Atlanta event curator Mickey Lee was nicknamed “Micktator” behind her back by some other competitors during the current season of “Big Brother” on CBS.
The 35-year-old Midtown resident, one of three metro Atlanta contestants on Season 27, didn’t know about the moniker until she was booted from the house Sept. 4 after 59 days. But she accepted her bad girl image with aplomb.
“If you’re not a villain, you’re not relevant,” Lee told The Atlanta Journal-Constitution at Poach Social in the Summerhill neighborhood on Friday, eight days after she was voted out by her castmates in a bit of a blindside.
Credit: CBS
Credit: CBS
As the eighth person voted out, Lee just missed landing on the jury and taking part in deciding the winner of the $750,000 prize Sept. 28. This also meant she was able to return to Atlanta from Los Angeles instead of being placed in the jury house.
“I wasn’t bummed not being in the jury,” she said. “It meant a whole extra month being at home.”
Zach Cornell, a fellow Atlantan and marketing manager who was evicted on Day 38, called Lee “one of the craziest people in the house. She embraced her villain role well. But she played the game really hard. A lot of people in the house viewed her as a threat.”
In the end, Lee had no regrets going on the show. “It’s such a small, close-knit group of people who get to be on the show,” she said. “I didn’t win ‘Big Brother 27′ but I feel like I won. I feel like this will lead to more opportunities for me and my business.”
The show currently has seven cast members in the house with 11 days left.
Credit: CBS
Credit: CBS
Here are her comments on various topics related to being on the show:
She was no super fan: “I was recruited (by the show producers). Maybe if I had learned to play the game sooner, I wouldn’t have become a house target. There was a lot of lying going on in the house and I don’t think I could fake it as well as some people. In the end, I am glad I went out with a bang. Hopefully people will remember the ‘Micktator’!’”
Blindsided: When she was up against Ashley Hollis in early September for the weekly eviction, she had no idea she was leaving after being promised safety by different players who were lying to her. While she didn’t express overt bitterness, she didn’t have nice things to say about most of the remaining contestants. Vince Panaro: “Weasely. Wishy washy.” Ava Pearl: “She never made me laugh. She’s not very nice.” Morgan Pope: “She sacrificed people who were loyal to her. I didn’t respect her game play.”
Credit: CBS
Credit: CBS
Deprivation city: “Big Brother” is purposely stultifying beyond the lack of privacy. There are no clocks, no smartphones, no TV, no books, no games except chess. People are forced to just … talk. She actually slept well during the times she got to sleep because “my brain was on 24/7.” She avoided sleeping early, worried that it would give the other housemates the opportunity to conspire against her.

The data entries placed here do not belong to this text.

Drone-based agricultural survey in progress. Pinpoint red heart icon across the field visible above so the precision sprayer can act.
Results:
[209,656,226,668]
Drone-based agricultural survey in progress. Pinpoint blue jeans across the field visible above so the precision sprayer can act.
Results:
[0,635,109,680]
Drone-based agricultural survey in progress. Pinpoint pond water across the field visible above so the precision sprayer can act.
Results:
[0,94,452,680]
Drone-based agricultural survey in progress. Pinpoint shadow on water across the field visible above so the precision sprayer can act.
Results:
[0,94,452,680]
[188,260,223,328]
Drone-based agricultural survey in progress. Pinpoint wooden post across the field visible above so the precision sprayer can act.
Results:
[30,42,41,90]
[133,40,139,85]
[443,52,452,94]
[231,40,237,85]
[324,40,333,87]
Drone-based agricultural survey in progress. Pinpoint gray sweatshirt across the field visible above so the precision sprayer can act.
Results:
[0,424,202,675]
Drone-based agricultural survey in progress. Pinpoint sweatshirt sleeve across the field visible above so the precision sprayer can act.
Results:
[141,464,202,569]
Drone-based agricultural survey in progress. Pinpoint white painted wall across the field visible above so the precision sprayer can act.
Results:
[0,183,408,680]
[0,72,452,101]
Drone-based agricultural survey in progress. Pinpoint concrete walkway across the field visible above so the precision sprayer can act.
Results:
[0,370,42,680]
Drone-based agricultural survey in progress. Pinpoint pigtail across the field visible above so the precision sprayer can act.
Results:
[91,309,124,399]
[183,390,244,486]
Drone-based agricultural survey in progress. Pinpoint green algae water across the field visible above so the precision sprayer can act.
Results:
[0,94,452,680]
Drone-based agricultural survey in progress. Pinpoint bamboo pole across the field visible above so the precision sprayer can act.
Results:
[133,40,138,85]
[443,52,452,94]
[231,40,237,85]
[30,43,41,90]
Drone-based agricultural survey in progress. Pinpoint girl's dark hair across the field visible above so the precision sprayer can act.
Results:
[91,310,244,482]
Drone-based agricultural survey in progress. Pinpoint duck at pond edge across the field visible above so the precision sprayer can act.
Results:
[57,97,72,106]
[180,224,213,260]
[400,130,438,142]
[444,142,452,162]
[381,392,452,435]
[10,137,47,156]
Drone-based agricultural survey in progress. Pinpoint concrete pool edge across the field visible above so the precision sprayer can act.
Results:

Her closest buds: The people she felt closest to from the “Big Brother” house left long before she did: flashy 25-year-old D.C. strategist Jimmy Heagerty and fellow Atlantan Zach Cornell. After leaving the house, she learned that some online fans construed her maneuvering to get rid of Jimmy as homophobic, which she denied. “That’s just absurd,” she said. “That narrative hurt my feelings.”
Credit: CBS
Credit: CBS
Watching the show from the outside: She held her first “Big Brother” viewing party with fellow ousted contestants Cornell and Atlanta native Katherine Woodman at Holiday Bar at the Interlock on Sept. 11. “More than 200 people showed up,” she said. “I was shocked.” Watching the show from the outside “was surreal,” she said. “It was strange to see the rooms and not be there.”

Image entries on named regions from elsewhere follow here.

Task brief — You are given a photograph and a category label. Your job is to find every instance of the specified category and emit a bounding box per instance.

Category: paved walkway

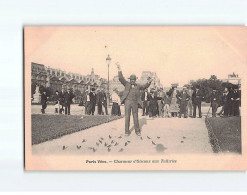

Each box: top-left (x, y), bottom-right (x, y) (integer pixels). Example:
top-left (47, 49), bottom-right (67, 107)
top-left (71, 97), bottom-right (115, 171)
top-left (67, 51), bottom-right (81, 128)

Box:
top-left (32, 112), bottom-right (213, 155)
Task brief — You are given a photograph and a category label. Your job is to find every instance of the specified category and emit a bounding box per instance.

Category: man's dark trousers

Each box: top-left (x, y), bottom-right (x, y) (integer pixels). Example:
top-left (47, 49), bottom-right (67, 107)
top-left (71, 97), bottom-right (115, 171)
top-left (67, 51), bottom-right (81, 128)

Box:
top-left (65, 103), bottom-right (70, 115)
top-left (124, 100), bottom-right (140, 134)
top-left (142, 101), bottom-right (148, 115)
top-left (98, 102), bottom-right (103, 115)
top-left (212, 101), bottom-right (219, 117)
top-left (193, 102), bottom-right (202, 118)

Who does she want to win? Of the remaining castmates, she is rooting for buff nutrition and fitness trainer Keanu Soto. He has played aggressively and has been a big target for weeks but has managed to escape elimination by winning competitions. “He’s a comp beast,” she said, using a common phrase in “Big Brother” parlance. “He has also played the most well-rounded game. He’s very intelligent. I commend him for sticking to his guns. I respect him.”
Credit: RODNEY HO
Credit: RODNEY HO
Habits die hard: In the “Big Brother” house, she wore a robe and slippers to enter the shower for privacy. When she came back to her own place, without thinking, she entered her own shower the same way more than once.
What she did first once she got back to Atlanta: “I ate crab legs. I love crab legs. I missed crab legs. I spoke about them every day. My boyfriend picked me up from the airport and we went straight to Spondivits [in East Point] and I had two buckets of crab legs. He knew his assignment.”
Most surprising news while she was in the house: Malcolm-Jamal Warner’s death.
Her background: A Midtown resident, Lee has lived in Atlanta for more than five years. “This city has adopted me,” she said. “This city has shown more love for me than (Jacksonville, Florida), the city I was born. I’ll stay here til the day I die.”
She started as a date night planner but now “curates” events more for “mingling,” not “matchmaking.” “I want to show the world Atlanta is more than just hookah bars and lemon pepper wings. We can do elevated, high end events.”